Saturday, May 03, 2008

Not All Dogs Go To Heaven

I believe I may have mentioned the Urchin's little bastard ways before, albeit in an affectionate and jovial manner. She's treading on thin ice today though. Or perhaps not so much treading on it as bouncing up and down obnoxiously and overenthusiastically, wearing jackboots and daring it to crack.

I'm away from the shiny distractions of the big city this weekend in an effort to get my head down and get some assignments finished. Sitting with my parents last night we heard a tinkling sound coming from the kitchen, like sleigh bells, or an errant wind chime. We sat, ears cocked, trying to figure out what the fuck it was. Eventually curiosity got the better of Mam and she went to investigate, which is when she found Lila dancing on the kitchen table, enthusiastically licking the cutlery having already enjoyed a feast of butter and sugar from their respective dishes.

The Blonde, Alpha, is a polite and exceptionally well-behaved creature; affectionate, apologetic, undemanding. The ideal dog, a posterpup for Golden Retrievers. The Urchin, Lila, is a bad little bastard. I refer to her as an urchin because that's what she was - an abandoned pup. I found her in the car park of the swimming pool three years ago, wearing a collar but no tag. She was painfully skinny, excited and very scared, and the receptionist told me that she'd been there for hours. I took her up to the local vets, presuming they'd take her in. They laughed at me and gave me phone numbers for the pound and for PAWS. I called the pound who said to drop her on over, but warned me that she'd be destroyed if she wasn't claimed. No, then. I called PAWS who advised me that they didn't take puppies. I left notices in every vet's in town, with the local paper, with the Gardaí, with the "lost pets" slot on the local radio. And then I brought her home, to a delighted Blonde (Luckie, the love of my life and her constant companion, had to be put down a year before and she was lonely). Oh, and an absolutely fucking furious Dad.

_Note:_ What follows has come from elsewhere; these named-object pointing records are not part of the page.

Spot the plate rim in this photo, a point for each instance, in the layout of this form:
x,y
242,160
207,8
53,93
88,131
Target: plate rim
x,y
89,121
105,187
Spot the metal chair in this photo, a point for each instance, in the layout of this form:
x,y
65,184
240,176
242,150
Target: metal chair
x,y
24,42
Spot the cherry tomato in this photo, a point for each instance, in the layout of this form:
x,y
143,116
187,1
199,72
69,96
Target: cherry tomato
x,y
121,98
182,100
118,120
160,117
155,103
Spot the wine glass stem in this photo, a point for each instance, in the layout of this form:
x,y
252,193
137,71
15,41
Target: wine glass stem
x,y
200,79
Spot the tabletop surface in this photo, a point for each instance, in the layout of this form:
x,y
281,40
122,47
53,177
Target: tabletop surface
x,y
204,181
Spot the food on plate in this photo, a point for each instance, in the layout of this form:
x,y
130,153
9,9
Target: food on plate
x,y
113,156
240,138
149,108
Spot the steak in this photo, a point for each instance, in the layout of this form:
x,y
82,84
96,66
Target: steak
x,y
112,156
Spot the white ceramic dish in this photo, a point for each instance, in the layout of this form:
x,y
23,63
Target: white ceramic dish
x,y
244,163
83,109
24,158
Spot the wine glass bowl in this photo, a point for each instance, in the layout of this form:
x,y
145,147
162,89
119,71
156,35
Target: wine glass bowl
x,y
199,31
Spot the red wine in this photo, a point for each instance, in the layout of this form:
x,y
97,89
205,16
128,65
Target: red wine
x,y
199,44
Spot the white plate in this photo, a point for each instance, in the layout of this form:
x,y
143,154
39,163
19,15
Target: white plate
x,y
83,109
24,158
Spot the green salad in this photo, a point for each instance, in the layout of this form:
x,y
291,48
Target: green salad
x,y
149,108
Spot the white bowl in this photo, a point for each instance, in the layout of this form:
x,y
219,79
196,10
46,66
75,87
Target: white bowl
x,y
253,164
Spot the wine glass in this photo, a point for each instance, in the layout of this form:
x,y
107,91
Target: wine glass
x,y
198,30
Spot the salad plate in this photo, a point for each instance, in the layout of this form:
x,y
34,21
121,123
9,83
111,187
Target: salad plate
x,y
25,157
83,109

I called PAWS again, pretending (really convincingly) to be someone else. This time they told me that they didn't take small dogs. Mam and Dad flew to New Zealand the following morning, and Lila settled into her new home by eating a large hole in the plaster of the kitchen wall - in the shape of things to come.

6 comments:

Thriftcriminal said...

Heh. Good for you. My neighbours had a black lab for many years that they found running down the Mitchelstown Rd. with bleeding paws. She'd been hoofed out of a car, poor thing. Luckily she was taken in by my friends and lived a life of comfort and joy (and smell, really bad smell) for many years.

Pinkie said...

HA! Good on Lila! Our littler dog did a runner with the chicken I was defrosting one sunday. A whole chicken. Semi-frozen, into the back-garden never to be seen again.

Rua said...

We had a dog when we lived up in Killester called Sceolan(completely misspelt, one of the Big CCs hunting dogs). She was great, a hyper aggressive untrainable Jack Russell Terrier who was the enemy of all bar me and my bro. She was eventually sent to 'the farm' when she jumped a full six feet in the air to bite one of our neighbours hands-great dog

Rosie said...

Lila sounds like the ideal replacement for your lost pup, Rua. she doesn't attack people at all, just other dogs and furniture.

Lila's greatest haul was some Lip Venom stinging lip gloss from my sister's handbag, which herself and Alpha cracked open and ate. it was funny watching them licking the kitchen presses and banging their heads off the floor in bewilderment once the tingle factor kicked in.

i don't mind the smell, Thrifty. it's the hyperactivity, blatant flaunting of the rules and constant slashing all over the kitchen floor that gets on my nerves.

National Disgrace said...

I Bill Murrayed again, didn't I?

Rosie said...

you did, a chroí. but it was a nice post about your doggies.